Bu gün 31 Ağustos'tu. Doğduğum gündü. Gece doğum günümü ilk tebrik eden kişi her zamanki gibi babam'dı.
18 yaşına gelmiştim. Zaman ne çabuk geçiyordu. Artık reşit bir kızdım. Şuan saat 6:30, üzerime rahat bir elbise giydim. Şimdiyse sessizce evden çıkmak vardı. Evet, bunu da başardım. Motor'umu alarak evden uzaklaştım.
Yaklaşık 20 dakika sonra sahile varmıştım. Motor'u bıraktıktan sonra sahile doğru hızla yürümeye başladım. Işte oradaydı gönlümün sahibi! Alex'le sevgili olduktan sonra gizli görüşmek için hep geldiğimiz sahildi burası. Alex her zamanki gibi benden çabuk varmıştı. Denizden baya aralı bir kumun üzerinde bacaklarını öne doğru açarak oturmuştu. Onun yanında vardığımda yanına sol tarafına oturdum "Beni özledin mi?". Sahile bakmaya devam ederek "O kadar çok özledim ki, dalgalara seni anlatdım. Gözlerini, güzelliğini anlattım" dedi. Tebessüm etdim. "O zaman baya özlemişsin". Daha fazla dayanamayarak boynuna sarıldım. Sağ elini saçlarıma doladı. Sol eliyle öyle sıkı sarıldı ki, bir an canımı çıkaracak sandım. Kokumu tek nefeste içine çekerek "En çokta kokunu özledim, çiçeğim" dedi.
Alex Bana çiçek derdi. Çünkü kokum vanilya ile aynı. Zaten ismim buradan geliyordu, Valeria. Çok yoğun vanilya kokarım. Alex'in küçükken bana "Sen çiçek misin? Niye öyle kokuyorsun? Aynı çiçek gibi kokuyorsun? Vanilya çiçek mi peki? Annemin bahçedeki çiçekleri gibi kokuyorsun? Bizim bahçede senin kokundan var. Senin çiçeğe ihtiyacın yok. Sen çiçeklerle mi duş alıyorsun?" Sorduğunu hatırlardım. Bahçelerinde vanilya çiçeği olduğu için bana da çiçek diye seslenirdi. Ivanna'nın zevkide kötü değil ama.

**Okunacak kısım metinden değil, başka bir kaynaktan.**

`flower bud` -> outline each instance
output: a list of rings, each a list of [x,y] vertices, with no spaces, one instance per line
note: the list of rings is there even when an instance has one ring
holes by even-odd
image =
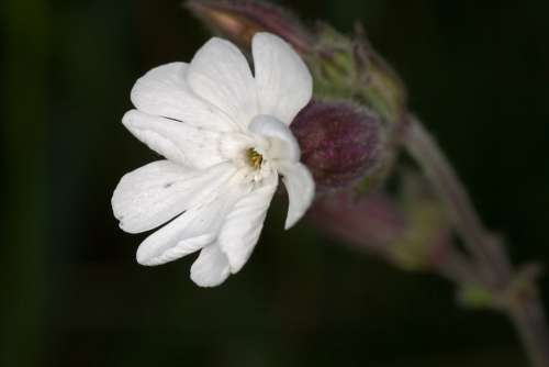
[[[301,160],[321,190],[355,186],[383,158],[378,118],[350,102],[313,100],[290,129],[300,144]]]
[[[248,48],[257,32],[277,34],[299,53],[310,52],[310,33],[288,10],[260,0],[188,0],[187,8],[215,33]]]
[[[352,98],[376,111],[383,122],[400,123],[406,113],[406,90],[394,70],[370,46],[358,27],[354,38],[322,24],[315,56],[307,59],[317,96]]]

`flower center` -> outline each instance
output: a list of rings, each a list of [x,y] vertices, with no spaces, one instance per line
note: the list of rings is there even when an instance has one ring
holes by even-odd
[[[264,162],[264,156],[257,153],[255,148],[248,148],[246,151],[246,160],[251,168],[259,169]]]

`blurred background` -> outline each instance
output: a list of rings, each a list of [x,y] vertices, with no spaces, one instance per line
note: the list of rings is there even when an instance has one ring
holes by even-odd
[[[549,2],[287,1],[365,23],[516,263],[549,262]],[[154,155],[122,124],[154,66],[210,36],[179,0],[2,0],[1,366],[526,366],[515,332],[451,285],[269,212],[222,287],[192,256],[135,263],[110,199]],[[549,282],[542,279],[549,301]]]

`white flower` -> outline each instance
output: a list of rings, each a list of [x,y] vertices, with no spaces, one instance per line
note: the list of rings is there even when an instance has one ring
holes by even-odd
[[[290,198],[287,229],[311,204],[314,181],[289,129],[311,99],[311,75],[272,34],[254,36],[253,56],[254,75],[235,45],[212,38],[190,64],[157,67],[135,84],[136,110],[122,122],[166,159],[122,177],[112,208],[125,232],[169,222],[139,245],[139,264],[200,251],[191,279],[217,286],[248,260],[279,174]]]

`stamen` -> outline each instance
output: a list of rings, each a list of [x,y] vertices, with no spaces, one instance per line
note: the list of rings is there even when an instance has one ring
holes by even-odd
[[[257,153],[254,148],[248,148],[246,151],[246,159],[248,160],[248,165],[254,169],[259,169],[261,167],[261,163],[264,162],[264,156]]]

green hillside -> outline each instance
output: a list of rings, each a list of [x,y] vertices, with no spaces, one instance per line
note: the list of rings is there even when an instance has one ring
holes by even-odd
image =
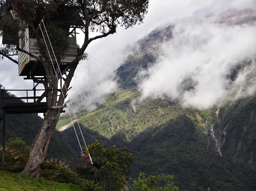
[[[149,175],[161,169],[175,176],[174,182],[182,189],[255,188],[252,166],[242,158],[233,160],[226,151],[222,157],[217,152],[210,135],[211,125],[217,131],[221,124],[215,109],[186,109],[168,100],[131,104],[139,94],[135,89],[116,92],[109,95],[102,108],[79,118],[85,135],[90,133],[88,142],[94,138],[107,147],[129,147],[135,157],[134,177],[140,172]],[[71,133],[70,127],[60,133]]]
[[[24,173],[12,173],[0,171],[0,190],[5,191],[79,191],[80,188],[72,184],[59,183],[42,179],[30,178]]]

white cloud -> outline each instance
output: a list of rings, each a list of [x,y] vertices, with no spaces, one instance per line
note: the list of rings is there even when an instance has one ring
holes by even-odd
[[[175,26],[173,39],[163,45],[164,56],[139,74],[141,99],[167,96],[199,109],[219,103],[228,93],[231,82],[226,76],[231,69],[255,58],[255,26],[220,25],[197,16],[177,21]],[[195,83],[194,89],[181,91],[188,78]],[[253,90],[249,88],[247,93]]]
[[[210,13],[229,9],[255,7],[256,2],[253,0],[150,0],[148,13],[145,15],[143,24],[127,30],[118,27],[116,34],[93,42],[89,45],[86,50],[89,54],[89,60],[81,62],[78,67],[71,82],[73,88],[69,93],[72,97],[84,91],[104,95],[106,87],[116,86],[116,84],[113,85],[115,81],[108,81],[102,89],[102,86],[97,85],[98,82],[112,75],[123,63],[126,56],[124,53],[126,46],[134,44],[160,25],[174,23],[176,25],[174,29],[176,38],[173,42],[174,44],[165,44],[165,57],[148,71],[144,71],[150,76],[140,83],[143,96],[169,95],[172,98],[177,98],[181,93],[177,87],[184,78],[189,77],[195,82],[200,82],[193,92],[183,94],[182,99],[184,105],[197,105],[192,100],[197,103],[200,99],[204,99],[208,104],[218,102],[217,100],[226,94],[225,88],[228,82],[224,81],[223,77],[226,71],[231,65],[236,64],[235,60],[237,61],[243,55],[250,57],[255,52],[253,49],[255,46],[251,47],[251,49],[246,47],[247,44],[251,45],[255,40],[251,36],[255,31],[249,26],[245,26],[245,29],[242,27],[221,27],[203,19],[202,24],[196,21]],[[183,32],[180,34],[181,30]],[[251,40],[251,38],[253,39]],[[78,44],[82,41],[80,38],[78,40]],[[0,70],[0,84],[6,89],[32,87],[32,80],[25,80],[18,76],[15,64],[7,60],[5,62],[0,61],[0,70],[5,68],[17,70]],[[214,80],[211,81],[210,76],[213,73]],[[165,85],[167,82],[169,86]],[[98,88],[97,90],[94,88]],[[211,88],[217,91],[214,94],[210,91]],[[203,94],[199,93],[202,92]]]

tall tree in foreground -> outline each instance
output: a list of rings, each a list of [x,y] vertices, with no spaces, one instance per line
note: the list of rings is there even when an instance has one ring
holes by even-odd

Benden ayrılarak gözlerime bakmaya devam etdi. "Çok güzelsin" diyerek iç çekti. Gülümseyerek "Teşekkür ederim" dedim. Sağ tarafındaki poşeti fark etdim. "O da ne?" Poşeti eline alarak "Hadi ama! Unutduğumu düşünemezsin!" Dedi. Poşeti hemen alarak içerisinde ne olduğuna baktım. Siyah bir tişörtdü. Anlamadım çünki böyle bir şey beklemiyordum. Artık nasıl tepki verdiysem beğenmediğimi fark ederek "Beğenmedin değil mi?" Sordu. Dürüstlüğüme vererek başımı iki yana salladım. Gülümsedi "Zaten amaç beğenmemen!" Soru sorarcasına yüzüne baktığımda elimden tutdu. "Eğer bir gün seni fark etmeden incitirsem, o zaman bu tişörtü giy. O zaman hatamı anlar, senden özür dilerim" Tişörtü yeniden poşete bırakarak "Buna gerek kalmayacak" dedim. "Çünki sen beni üzmesin!" Gülümseyerek konuyu değiştirdi.

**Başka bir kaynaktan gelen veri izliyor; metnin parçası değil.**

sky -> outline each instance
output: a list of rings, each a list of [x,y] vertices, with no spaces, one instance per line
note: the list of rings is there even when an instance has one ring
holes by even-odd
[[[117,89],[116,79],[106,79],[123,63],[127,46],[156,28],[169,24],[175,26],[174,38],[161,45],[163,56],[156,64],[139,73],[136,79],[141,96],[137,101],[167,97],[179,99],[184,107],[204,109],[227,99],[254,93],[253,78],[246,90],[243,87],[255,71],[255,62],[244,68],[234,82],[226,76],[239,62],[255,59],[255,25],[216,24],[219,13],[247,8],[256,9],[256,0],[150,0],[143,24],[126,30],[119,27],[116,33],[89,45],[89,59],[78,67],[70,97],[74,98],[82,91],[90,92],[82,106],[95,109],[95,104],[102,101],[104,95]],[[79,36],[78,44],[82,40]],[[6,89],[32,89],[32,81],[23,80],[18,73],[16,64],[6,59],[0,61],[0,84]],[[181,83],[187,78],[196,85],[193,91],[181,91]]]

"Umarım ilk ben tebrik etdim"
"Yine ikinci sıradasınız bayım"
"Yine Scott ağabey, Demi?"
"Başkası olma ihtimali var mı?"
"Ah be!"
"Ama hediye vermedi. Sabah vereceğini söyledi"
"Demek oluyor ki, ilk hediye benden olacak"

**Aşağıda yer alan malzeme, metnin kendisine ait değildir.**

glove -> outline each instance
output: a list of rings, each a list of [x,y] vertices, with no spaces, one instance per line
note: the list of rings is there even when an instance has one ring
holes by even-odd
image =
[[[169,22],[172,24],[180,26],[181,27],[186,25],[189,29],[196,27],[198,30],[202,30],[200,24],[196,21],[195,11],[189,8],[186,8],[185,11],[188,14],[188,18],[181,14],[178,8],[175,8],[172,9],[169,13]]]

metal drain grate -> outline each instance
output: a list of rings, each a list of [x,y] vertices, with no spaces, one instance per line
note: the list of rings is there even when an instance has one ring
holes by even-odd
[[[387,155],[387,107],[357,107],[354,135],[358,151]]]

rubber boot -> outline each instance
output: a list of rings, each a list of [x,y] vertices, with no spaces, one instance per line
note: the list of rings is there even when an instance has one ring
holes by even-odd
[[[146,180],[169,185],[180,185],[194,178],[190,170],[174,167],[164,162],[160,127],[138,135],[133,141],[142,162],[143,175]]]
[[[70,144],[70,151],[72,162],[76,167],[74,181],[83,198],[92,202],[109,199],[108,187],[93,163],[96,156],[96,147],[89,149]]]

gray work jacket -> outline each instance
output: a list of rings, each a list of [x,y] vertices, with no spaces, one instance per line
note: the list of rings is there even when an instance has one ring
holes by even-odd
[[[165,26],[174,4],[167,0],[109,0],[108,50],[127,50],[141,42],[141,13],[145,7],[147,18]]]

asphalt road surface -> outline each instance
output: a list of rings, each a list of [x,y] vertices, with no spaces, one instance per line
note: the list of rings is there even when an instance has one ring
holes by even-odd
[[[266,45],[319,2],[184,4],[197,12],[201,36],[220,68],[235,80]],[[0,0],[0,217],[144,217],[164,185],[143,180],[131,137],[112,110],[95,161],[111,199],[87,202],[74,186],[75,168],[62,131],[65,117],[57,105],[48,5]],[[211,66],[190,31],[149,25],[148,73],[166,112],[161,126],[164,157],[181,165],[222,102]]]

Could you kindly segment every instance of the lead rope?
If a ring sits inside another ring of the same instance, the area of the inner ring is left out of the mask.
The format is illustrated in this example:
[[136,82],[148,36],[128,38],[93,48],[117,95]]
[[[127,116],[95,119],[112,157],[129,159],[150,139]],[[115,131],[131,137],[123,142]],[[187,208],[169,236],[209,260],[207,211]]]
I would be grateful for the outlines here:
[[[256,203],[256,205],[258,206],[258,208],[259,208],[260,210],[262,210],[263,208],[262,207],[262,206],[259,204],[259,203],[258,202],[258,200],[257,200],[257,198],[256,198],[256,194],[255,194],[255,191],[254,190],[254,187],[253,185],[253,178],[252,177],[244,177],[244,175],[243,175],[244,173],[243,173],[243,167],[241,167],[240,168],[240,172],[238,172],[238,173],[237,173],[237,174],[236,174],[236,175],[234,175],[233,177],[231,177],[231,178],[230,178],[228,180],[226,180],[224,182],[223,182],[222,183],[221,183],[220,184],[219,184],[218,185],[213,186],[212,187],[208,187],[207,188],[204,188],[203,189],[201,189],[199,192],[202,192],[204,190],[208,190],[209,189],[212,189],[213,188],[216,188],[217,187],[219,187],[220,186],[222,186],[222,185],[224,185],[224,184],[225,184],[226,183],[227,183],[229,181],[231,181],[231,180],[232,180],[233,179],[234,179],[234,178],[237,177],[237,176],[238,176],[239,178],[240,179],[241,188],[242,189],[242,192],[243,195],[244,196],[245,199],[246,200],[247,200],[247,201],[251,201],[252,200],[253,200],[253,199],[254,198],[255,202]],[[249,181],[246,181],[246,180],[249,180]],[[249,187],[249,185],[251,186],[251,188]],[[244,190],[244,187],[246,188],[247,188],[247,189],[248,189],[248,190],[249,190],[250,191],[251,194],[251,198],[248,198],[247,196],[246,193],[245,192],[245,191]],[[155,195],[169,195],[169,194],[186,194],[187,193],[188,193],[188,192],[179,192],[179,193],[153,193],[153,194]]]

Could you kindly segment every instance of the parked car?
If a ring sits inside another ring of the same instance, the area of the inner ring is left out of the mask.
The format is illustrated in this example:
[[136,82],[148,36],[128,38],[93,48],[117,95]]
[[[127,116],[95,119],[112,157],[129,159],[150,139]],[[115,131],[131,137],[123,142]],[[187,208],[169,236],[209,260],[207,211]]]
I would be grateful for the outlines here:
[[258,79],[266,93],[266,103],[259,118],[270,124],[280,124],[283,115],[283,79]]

Başımı sallayarak onayladım. "Tişört'den mi bahsediyorsun?" Elini sağ tarafına götürdü ve kumun içerisinden siyah ve beyaz desenli bir kitab aldı. Bunu fark etmemiştim. Kitabı bana uzatarak "Sence ben senin doğum gününe siyah tişört hediye eder miyim?" Dedi. Hemen alarak ilk sayfasını açtım. Bir bebek ve küçük çocuk vardı. Bu bendim, yanımda oturan ise Alex. Albüm yapmıştı. Bu gerçekten ince düşünceli güzel bir hediyeydi.
"Alex, bu çok güzel!"
"18 yaşına girdiğin için güzel, anlamlı bir şeyler bulmak istedim. Hep pahalı hediye olmayacak demi?! Birazda değeri pahalı olan bir hediye olsun"
Gözlerimin dolduğunu görünce ellerini yüzüme dokundurarak bana yaklaştı. "Ağlaman için vermedim. Lütfen! Sevgilisini Doğum gününde ağlatan erkeklere benzetme beni. Hadi!" Gülümseyerek "Tamam, ağlamıyorum! Duygulandım biraz" kendimi toparladım. Biraz daha yaklaştı bana. "Seni hep mutlu etmeye çalışacağım" Aradakı farkı kaparak "Sen benim yanımda ol, ben hep mutlu olurum" dedim. Bir nefes kadar yakındık bir birimize. Bir anda dudaklarını dudaklarımda buldum. Şu bir kaç saniye o kadar güzeldi ki. Kollarımı ona sararak sıkıca sarıldım "Az önce bana en güzel hediyeyi verdin". Geriye çekilerek gözlerime baktı. "Tek hediyem bu mu sanıyorsun?" Bir anda üstündeki gömleğini çıkardı. Umarım düşündüğüm şeyi yapmayacaktı. Artık nasıl baktıysam gülerek "Korkma, başka şey göstereceğim" dedi. Sırtındaki dövmeyi görünce adeta şoka uğradım. Sırtındaki lekelerin aynısından benim sırtım da da vardı. Rengi bile aynıydı, açık kırmızı, dalgalı lekeler. Hayır! Benim kendi lekelerimden nefret ettiğim için bunu yapmış olamazdı demi?!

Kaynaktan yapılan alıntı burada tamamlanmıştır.